Jakarta, CNN Indonesia —
Divisi Hubungan Internasional Polri membeberkan kronologi penangkapan buronan Komisi Pemberantasan Korupsi (KPK), Paulus Tannos alias Thian Po Tjhin, oleh KPK Singapura.
Menurut Kadiv Hubinter Polri Irjen Pol. Krishna Murti menuturkan Paulus Tannos memang belum masuk daftar red notice Interpol, namun penangkapan dilakukan dalam rangka membantu lembaga antirasuah tersebut.
“Yang bersangkutan (Paulus Tannos, red.) belum masuk daftar red notice. Yang bersangkutan ditangkap karena permintaan Polri, dan Polri sifatnya membantu KPK,” kata Krishna Murti ketika dihubungi di Jakarta, Jumat malam.
Krishna Murti menjelaskan pihaknya telah mengirimkan surat penangkapan sementara (provisional arrest) kepada otoritas Singapura pada akhir 2024 untuk membantu menangkap Paulus.
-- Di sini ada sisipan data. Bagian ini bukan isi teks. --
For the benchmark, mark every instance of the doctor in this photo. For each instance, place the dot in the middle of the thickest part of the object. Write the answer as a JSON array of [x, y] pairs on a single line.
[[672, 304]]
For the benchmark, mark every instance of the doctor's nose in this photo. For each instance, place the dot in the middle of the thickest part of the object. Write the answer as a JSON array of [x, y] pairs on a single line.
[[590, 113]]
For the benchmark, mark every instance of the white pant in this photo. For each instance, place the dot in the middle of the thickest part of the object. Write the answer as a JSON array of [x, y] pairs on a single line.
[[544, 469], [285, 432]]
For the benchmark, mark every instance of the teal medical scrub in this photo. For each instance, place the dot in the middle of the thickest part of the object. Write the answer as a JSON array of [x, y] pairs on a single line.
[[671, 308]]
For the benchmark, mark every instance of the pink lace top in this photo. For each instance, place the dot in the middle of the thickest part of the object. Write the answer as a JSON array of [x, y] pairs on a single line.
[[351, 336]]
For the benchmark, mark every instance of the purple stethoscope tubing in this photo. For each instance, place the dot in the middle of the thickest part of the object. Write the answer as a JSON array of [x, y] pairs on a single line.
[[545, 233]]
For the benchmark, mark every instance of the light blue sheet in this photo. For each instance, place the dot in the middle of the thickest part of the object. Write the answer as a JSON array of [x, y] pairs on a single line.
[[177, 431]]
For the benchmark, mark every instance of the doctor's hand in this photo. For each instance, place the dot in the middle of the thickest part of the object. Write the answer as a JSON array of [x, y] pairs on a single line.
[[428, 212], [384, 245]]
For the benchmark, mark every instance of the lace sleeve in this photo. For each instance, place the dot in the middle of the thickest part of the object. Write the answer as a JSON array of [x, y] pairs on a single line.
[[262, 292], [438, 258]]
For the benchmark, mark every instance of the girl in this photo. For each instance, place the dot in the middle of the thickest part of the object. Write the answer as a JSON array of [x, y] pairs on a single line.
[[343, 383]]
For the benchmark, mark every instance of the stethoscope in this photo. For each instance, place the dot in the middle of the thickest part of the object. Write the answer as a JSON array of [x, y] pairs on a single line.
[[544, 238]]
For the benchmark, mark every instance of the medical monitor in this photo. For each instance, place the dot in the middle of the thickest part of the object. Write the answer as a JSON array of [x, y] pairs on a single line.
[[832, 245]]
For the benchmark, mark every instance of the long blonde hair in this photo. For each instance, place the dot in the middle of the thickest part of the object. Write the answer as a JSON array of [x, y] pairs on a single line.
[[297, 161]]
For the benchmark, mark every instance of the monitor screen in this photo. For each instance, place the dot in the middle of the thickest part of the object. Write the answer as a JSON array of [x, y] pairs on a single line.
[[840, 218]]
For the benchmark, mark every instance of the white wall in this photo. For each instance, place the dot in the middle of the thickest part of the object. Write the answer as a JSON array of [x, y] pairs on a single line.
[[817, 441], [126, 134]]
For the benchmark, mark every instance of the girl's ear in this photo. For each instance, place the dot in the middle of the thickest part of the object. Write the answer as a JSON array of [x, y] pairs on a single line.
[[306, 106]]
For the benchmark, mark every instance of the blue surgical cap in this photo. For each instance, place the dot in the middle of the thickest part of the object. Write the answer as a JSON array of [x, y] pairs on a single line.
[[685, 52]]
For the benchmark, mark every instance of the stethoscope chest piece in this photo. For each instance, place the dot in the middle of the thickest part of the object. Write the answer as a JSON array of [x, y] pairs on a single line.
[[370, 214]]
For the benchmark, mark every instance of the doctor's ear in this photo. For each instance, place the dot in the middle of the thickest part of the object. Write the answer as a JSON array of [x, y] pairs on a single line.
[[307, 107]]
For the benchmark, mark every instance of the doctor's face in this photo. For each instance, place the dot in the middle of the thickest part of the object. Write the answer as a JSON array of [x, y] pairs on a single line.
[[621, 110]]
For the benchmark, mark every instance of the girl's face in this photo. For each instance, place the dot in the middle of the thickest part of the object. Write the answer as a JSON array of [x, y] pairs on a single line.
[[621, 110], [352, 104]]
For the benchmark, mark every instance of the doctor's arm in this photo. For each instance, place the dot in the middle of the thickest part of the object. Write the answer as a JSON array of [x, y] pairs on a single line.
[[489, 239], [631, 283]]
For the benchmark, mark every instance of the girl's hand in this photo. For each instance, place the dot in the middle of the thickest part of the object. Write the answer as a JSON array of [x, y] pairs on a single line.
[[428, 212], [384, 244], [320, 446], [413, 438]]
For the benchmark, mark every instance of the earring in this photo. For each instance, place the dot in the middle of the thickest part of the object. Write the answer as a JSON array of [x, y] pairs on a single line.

Surat penangkapan itu dilayangkan setelah Polri mendapatkan informasi bahwa buronan tersebut berada di negara kota itu.
Lalu, pada 17 Januari 2025, kata dia, Divhubinter Polri mendapat kabar dari Jaksa Agung (attorney general) Singapura bahwa Paulus telah ditangkap oleh Corrupt Practices Investigation Bureau (CPIB) Singapura.
Kemudian, pada 21 Januari 2025, dilaksanakan rapat gabungan bersama kementerian/lembaga untuk menindaklanjuti proses berikutnya.
“Selanjutnya, Indonesia saat ini sedang memproses ekstradisi yang bersangkutan dengan penjuru adalah Kementerian Hukum (Kemenkum) didukung KPK, Polri, Kejagung dan Kementerian Luar Negeri (Kemenlu),” ucapnya seperti dikutip Antara.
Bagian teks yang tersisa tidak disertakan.